I am sure there was a time in the past where authors had their mss taken up with work still needing to be done on them. Perhaps the editors liked the idea, trusted the talent and skill of the author and were really committed to it. A submission pile situation is a bit different. Your ms is competing against others. So you might be close, but need some work, but the next MS or the previous one had no issues or very minimal issues. This is the risk of a submission pile. If you have an editor who you know who is willing to read your work, then you still have similar issues but I think (I don’t know) that your chances are better. Having said that the same caveats apply. The editor may love your ms but can’t sell it to acquisitions. There may be no room in the list. It may not be right for the imprint.
Bad ,or less politely crap, endings. You could have the most elaborate of plot with amazing twists and turns but your ending is not quite cutting it. Actually a bad ending can be a let down. If I was editing the MS I might have some ideas how to fix it (and I’d be paid for this) but as a reader it’s not my place.
I mentioned the wow factor and that’s the really hard one. Have I recommended ms, which didn’t have a wow factor? Probably, because that is darn hard to pin point and subjective besides. I tend to go the more safe and conservative route—it has a good beginning, middle and end, is well executed and has something different.
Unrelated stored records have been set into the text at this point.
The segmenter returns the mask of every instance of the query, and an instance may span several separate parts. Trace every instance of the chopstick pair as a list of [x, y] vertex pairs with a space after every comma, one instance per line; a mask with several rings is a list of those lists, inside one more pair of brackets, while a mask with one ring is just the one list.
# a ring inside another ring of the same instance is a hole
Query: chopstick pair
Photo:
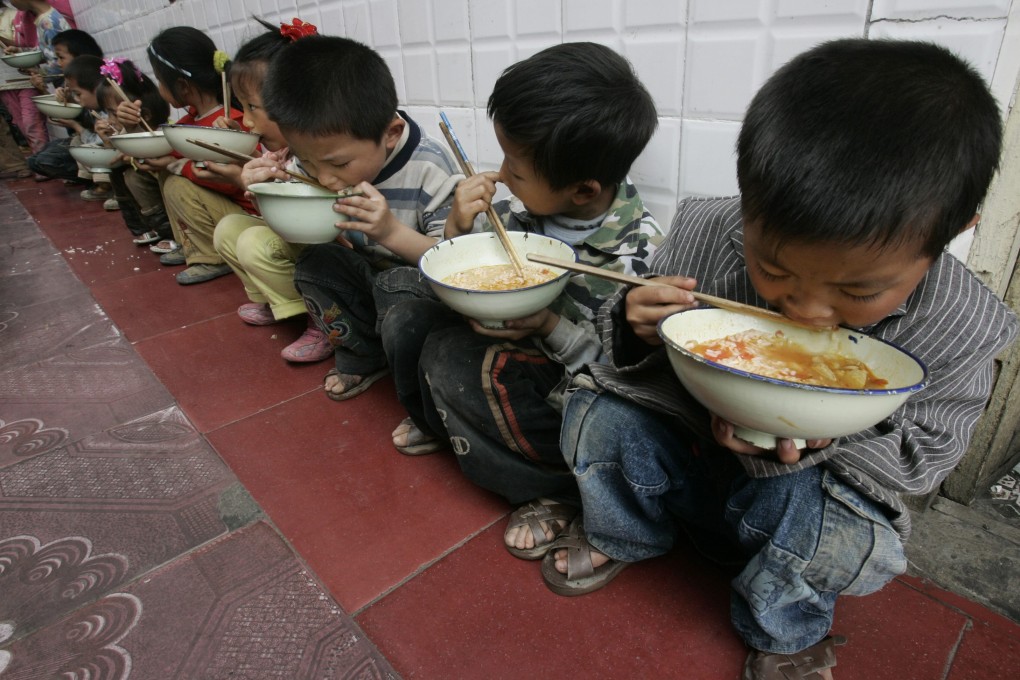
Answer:
[[[591, 276], [597, 276], [607, 281], [613, 281], [615, 283], [622, 283], [627, 286], [659, 286], [665, 288], [673, 288], [668, 283], [657, 283], [651, 279], [642, 279], [639, 276], [631, 276], [630, 274], [621, 274], [619, 272], [610, 271], [608, 269], [600, 269], [598, 267], [592, 267], [591, 265], [581, 264], [580, 262], [571, 262], [569, 260], [560, 260], [555, 257], [546, 257], [545, 255], [538, 255], [536, 253], [528, 253], [527, 258], [532, 262], [538, 262], [539, 264], [549, 265], [551, 267], [559, 267], [560, 269], [566, 269], [580, 274], [590, 274]], [[755, 307], [754, 305], [746, 305], [743, 302], [734, 302], [733, 300], [727, 300], [726, 298], [716, 297], [715, 295], [708, 295], [707, 293], [698, 293], [696, 291], [688, 291], [694, 296], [694, 299], [698, 302], [704, 302], [705, 304], [718, 307], [719, 309], [725, 309], [730, 312], [737, 312], [738, 314], [746, 314], [748, 316], [756, 316], [761, 319], [768, 319], [769, 321], [776, 321], [779, 323], [785, 323], [790, 326], [797, 326], [799, 328], [807, 328], [809, 330], [817, 331], [824, 330], [817, 326], [810, 326], [806, 323], [800, 323], [793, 319], [783, 316], [778, 312], [773, 312], [770, 309], [762, 309], [761, 307]]]
[[[118, 97], [126, 101], [128, 104], [131, 103], [131, 98], [127, 96], [127, 92], [120, 89], [120, 85], [117, 84], [116, 80], [114, 80], [113, 78], [107, 78], [106, 82], [110, 84], [110, 87], [113, 88], [113, 91], [117, 93]], [[145, 118], [139, 115], [138, 119], [142, 121], [142, 125], [145, 126], [145, 129], [149, 131], [150, 135], [156, 134], [156, 131], [152, 129], [152, 126], [150, 126], [148, 122], [146, 122]]]
[[[185, 141], [190, 143], [190, 144], [194, 144], [195, 146], [200, 146], [203, 149], [207, 149], [209, 151], [215, 151], [216, 153], [221, 153], [224, 156], [227, 156], [228, 158], [233, 158], [235, 161], [248, 162], [248, 161], [255, 160], [255, 156], [249, 156], [246, 153], [240, 153], [240, 152], [234, 151], [232, 149], [227, 149], [226, 147], [222, 147], [219, 144], [213, 144], [212, 142], [206, 142], [206, 141], [203, 141], [201, 139], [191, 139], [191, 138], [189, 138], [189, 139], [186, 139]], [[300, 180], [300, 181], [304, 182], [305, 184], [311, 185], [313, 187], [317, 187], [319, 189], [325, 189], [326, 191], [332, 191], [329, 187], [320, 184], [318, 180], [316, 180], [316, 179], [314, 179], [312, 177], [308, 177], [306, 175], [302, 175], [300, 173], [294, 172], [293, 170], [288, 170], [287, 168], [282, 168], [282, 170], [285, 173], [287, 173], [288, 175], [290, 175], [291, 177], [293, 177], [294, 179]], [[350, 198], [351, 196], [364, 196], [365, 192], [362, 191], [361, 189], [354, 189], [354, 188], [348, 187], [347, 189], [344, 189], [343, 191], [336, 192], [336, 194], [337, 194], [338, 198]]]
[[[446, 114], [442, 111], [439, 112], [439, 129], [443, 131], [443, 136], [446, 137], [446, 143], [450, 145], [450, 150], [453, 155], [457, 158], [457, 163], [460, 165], [461, 172], [464, 173], [465, 177], [471, 177], [475, 175], [474, 166], [471, 165], [471, 161], [468, 160], [467, 153], [464, 151], [464, 147], [460, 145], [460, 140], [457, 139], [457, 135], [453, 133], [453, 128], [450, 126], [450, 119], [446, 117]], [[517, 255], [517, 251], [514, 249], [514, 244], [510, 241], [510, 237], [506, 233], [506, 227], [503, 226], [503, 221], [499, 219], [499, 215], [496, 214], [495, 209], [491, 205], [485, 209], [485, 214], [492, 222], [492, 226], [496, 229], [496, 236], [499, 237], [499, 242], [503, 244], [503, 249], [506, 250], [506, 254], [510, 257], [510, 264], [514, 267], [514, 273], [520, 278], [524, 278], [524, 265], [521, 264], [521, 258]]]

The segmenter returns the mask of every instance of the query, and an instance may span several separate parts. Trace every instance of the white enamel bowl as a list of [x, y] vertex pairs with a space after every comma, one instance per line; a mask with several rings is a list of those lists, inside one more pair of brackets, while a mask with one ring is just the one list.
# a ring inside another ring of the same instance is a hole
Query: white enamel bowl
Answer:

There have been a few wows in there. They excite my mind. They make me admire the writer for their ideas and their execution. For the record, one of the most exciting MSs for me was a full I rejected. It wasn’t quite ready yet, but its potential screamed out of the page. I am hoping my feedback will prove useful to the author.
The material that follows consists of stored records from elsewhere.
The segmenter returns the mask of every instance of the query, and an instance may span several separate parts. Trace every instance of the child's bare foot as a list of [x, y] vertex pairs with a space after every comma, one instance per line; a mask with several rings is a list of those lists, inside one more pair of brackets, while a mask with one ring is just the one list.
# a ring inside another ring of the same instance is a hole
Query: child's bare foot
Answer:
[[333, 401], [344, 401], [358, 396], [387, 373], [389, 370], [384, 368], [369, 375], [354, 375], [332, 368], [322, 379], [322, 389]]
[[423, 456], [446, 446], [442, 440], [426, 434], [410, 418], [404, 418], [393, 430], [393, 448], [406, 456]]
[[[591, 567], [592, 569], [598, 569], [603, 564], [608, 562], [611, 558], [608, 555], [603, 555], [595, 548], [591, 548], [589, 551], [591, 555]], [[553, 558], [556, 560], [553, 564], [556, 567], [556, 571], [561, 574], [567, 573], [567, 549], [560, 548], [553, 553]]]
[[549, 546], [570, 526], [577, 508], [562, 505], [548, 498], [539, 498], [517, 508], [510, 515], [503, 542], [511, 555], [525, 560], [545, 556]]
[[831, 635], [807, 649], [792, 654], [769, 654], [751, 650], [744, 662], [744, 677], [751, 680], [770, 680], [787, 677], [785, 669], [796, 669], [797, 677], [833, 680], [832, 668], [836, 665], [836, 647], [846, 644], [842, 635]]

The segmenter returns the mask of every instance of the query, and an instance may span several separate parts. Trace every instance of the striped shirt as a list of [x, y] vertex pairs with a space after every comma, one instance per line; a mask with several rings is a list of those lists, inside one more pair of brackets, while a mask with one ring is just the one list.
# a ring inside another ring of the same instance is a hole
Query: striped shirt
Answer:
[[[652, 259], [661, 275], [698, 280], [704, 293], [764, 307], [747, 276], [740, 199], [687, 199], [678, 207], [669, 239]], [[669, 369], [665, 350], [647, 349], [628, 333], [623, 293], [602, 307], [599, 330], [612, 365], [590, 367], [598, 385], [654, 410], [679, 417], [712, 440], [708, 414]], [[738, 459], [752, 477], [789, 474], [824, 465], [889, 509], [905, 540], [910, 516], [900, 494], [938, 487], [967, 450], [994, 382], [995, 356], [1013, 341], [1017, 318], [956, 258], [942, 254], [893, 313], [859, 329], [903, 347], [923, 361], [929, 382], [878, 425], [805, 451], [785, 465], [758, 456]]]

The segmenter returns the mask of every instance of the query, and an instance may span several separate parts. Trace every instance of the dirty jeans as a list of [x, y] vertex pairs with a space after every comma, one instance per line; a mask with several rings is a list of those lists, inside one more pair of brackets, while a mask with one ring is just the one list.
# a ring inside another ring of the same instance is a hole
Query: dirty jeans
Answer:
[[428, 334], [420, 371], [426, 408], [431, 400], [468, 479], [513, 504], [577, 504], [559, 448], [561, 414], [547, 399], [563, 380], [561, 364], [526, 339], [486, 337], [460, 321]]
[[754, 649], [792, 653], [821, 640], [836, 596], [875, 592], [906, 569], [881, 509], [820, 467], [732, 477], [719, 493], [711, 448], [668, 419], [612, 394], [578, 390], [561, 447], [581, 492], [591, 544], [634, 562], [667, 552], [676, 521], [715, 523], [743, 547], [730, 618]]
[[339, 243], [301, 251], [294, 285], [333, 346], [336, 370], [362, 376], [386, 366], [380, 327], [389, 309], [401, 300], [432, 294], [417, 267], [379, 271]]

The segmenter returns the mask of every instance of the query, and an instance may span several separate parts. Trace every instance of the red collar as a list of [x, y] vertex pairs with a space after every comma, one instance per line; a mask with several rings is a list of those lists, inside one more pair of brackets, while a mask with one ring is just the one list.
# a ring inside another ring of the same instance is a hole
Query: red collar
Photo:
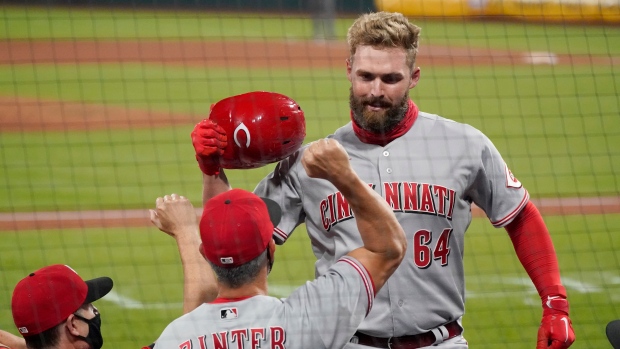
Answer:
[[407, 113], [405, 114], [403, 120], [399, 122], [393, 130], [385, 134], [377, 134], [362, 129], [353, 119], [353, 112], [351, 112], [353, 131], [355, 132], [355, 135], [357, 135], [357, 138], [359, 138], [360, 141], [385, 147], [391, 141], [404, 135], [405, 133], [407, 133], [407, 131], [411, 129], [413, 123], [418, 118], [418, 112], [418, 106], [415, 105], [415, 103], [413, 103], [413, 101], [410, 99], [408, 101]]
[[230, 303], [230, 302], [239, 302], [242, 301], [244, 299], [248, 299], [248, 298], [252, 298], [254, 296], [245, 296], [245, 297], [239, 297], [239, 298], [216, 298], [213, 301], [209, 302], [210, 304], [219, 304], [219, 303]]

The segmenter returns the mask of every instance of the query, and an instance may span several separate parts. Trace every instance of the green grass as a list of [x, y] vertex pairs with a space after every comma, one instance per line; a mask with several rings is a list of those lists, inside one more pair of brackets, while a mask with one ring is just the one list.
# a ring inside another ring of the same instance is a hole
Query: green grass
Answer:
[[617, 26], [536, 24], [410, 18], [422, 28], [421, 47], [450, 45], [558, 54], [618, 55], [613, 44], [620, 38]]
[[[144, 208], [172, 192], [199, 199], [192, 127], [6, 135], [3, 210]], [[9, 144], [10, 139], [18, 143]], [[231, 171], [230, 178], [237, 187], [253, 189], [267, 170]]]
[[[607, 348], [606, 324], [620, 317], [619, 215], [546, 217], [568, 289], [577, 334], [572, 348]], [[540, 300], [503, 229], [476, 219], [466, 237], [465, 336], [472, 348], [532, 348]], [[594, 252], [596, 251], [596, 252]]]
[[[489, 136], [535, 196], [617, 195], [620, 104], [611, 67], [432, 67], [412, 97], [421, 110]], [[0, 95], [206, 115], [251, 90], [304, 108], [306, 141], [349, 120], [344, 71], [223, 70], [138, 64], [0, 66]], [[88, 117], [85, 115], [85, 117]], [[160, 129], [3, 133], [0, 211], [140, 208], [157, 196], [199, 197], [192, 124]], [[252, 189], [271, 167], [233, 171]]]
[[[312, 37], [308, 18], [208, 12], [0, 6], [0, 40], [265, 40]], [[414, 19], [415, 20], [415, 19]], [[344, 38], [351, 18], [336, 22]], [[424, 19], [422, 47], [618, 55], [620, 28]], [[349, 120], [339, 69], [208, 69], [156, 64], [0, 65], [0, 96], [206, 115], [211, 103], [251, 90], [293, 97], [311, 141]], [[412, 97], [421, 110], [489, 136], [535, 197], [618, 195], [620, 79], [615, 66], [425, 67]], [[85, 115], [88, 117], [88, 115]], [[200, 203], [192, 124], [158, 129], [0, 133], [0, 212], [150, 208], [172, 192]], [[273, 165], [228, 171], [254, 188]], [[620, 317], [620, 215], [545, 217], [569, 289], [573, 348], [605, 348]], [[155, 228], [0, 232], [0, 304], [15, 283], [51, 263], [115, 282], [125, 302], [101, 300], [106, 347], [149, 344], [181, 314], [173, 240]], [[466, 236], [465, 336], [472, 348], [532, 348], [539, 300], [503, 229], [475, 219]], [[302, 228], [278, 249], [271, 291], [285, 296], [313, 278]], [[133, 300], [134, 302], [127, 302]], [[142, 308], [140, 308], [142, 307]], [[8, 307], [0, 328], [15, 333]]]
[[222, 98], [253, 90], [286, 93], [304, 107], [324, 100], [346, 105], [347, 84], [344, 66], [289, 71], [140, 63], [0, 65], [0, 95], [195, 114], [208, 113], [211, 103]]
[[615, 74], [613, 67], [432, 67], [412, 97], [421, 110], [482, 130], [535, 195], [617, 195]]
[[[281, 39], [312, 37], [299, 16], [192, 11], [0, 7], [12, 39]], [[286, 34], [283, 34], [286, 33]]]
[[[546, 221], [571, 301], [578, 338], [574, 348], [606, 348], [604, 326], [620, 317], [620, 215], [558, 216]], [[301, 227], [278, 248], [269, 277], [273, 295], [284, 297], [313, 279], [309, 244]], [[470, 346], [533, 347], [540, 301], [505, 231], [486, 219], [475, 219], [465, 246], [464, 324]], [[124, 302], [109, 297], [96, 303], [103, 316], [106, 347], [148, 344], [181, 314], [178, 252], [172, 238], [154, 227], [4, 232], [0, 248], [0, 304], [10, 304], [17, 281], [43, 265], [69, 264], [84, 278], [112, 277], [115, 296], [124, 297]], [[10, 311], [0, 309], [0, 328], [15, 333]]]
[[[308, 39], [308, 16], [277, 14], [0, 7], [0, 39]], [[527, 22], [417, 19], [425, 45], [457, 45], [521, 51], [618, 55], [620, 28]], [[339, 18], [344, 39], [353, 18]]]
Of the 21 MSs that didn’t get referred to Angry Robot, I gave the author’s feedback. I couched it in terms of my subjective view. All the authors I heard back from appreciated the comments. I don’t know about the others. However, I know how it feels to have your full ms requested and then get nothing back. I was like: What made you request it? What made you reject it? So I tried where possible to articulate that. It could save years of naval gazing. Actually it depends on the author’s reaction to the comments. If the comments lead to an ‘aha moment’ then I feel very happy about that. If they mean nothing and are just totally annoying then I don’t feel good about that. If I’ve requested the full, I think you have something. If I’ve given you comments then I’m trying to help (from my point of view) you get there next time. I’ve waited years for some meaningful feedback on my novel. When I got it I was so happy, finally the mist cleared and I could see my way out of it. I had been really down in the doldrums about a particular MS. Note here that editors are subjective too. One editor might have different ideas and approaches. That means there is no one way to develop a story.
I’ve probably covered off two blog posts in one here. If I post again, it may be about some thoughts on the process, exercise. I’m not sure.
If you are wondering do I want my life back. Yes I do. My family think I am surgically attached to my ipad. If I did this again, I’d like to get paid. LOL!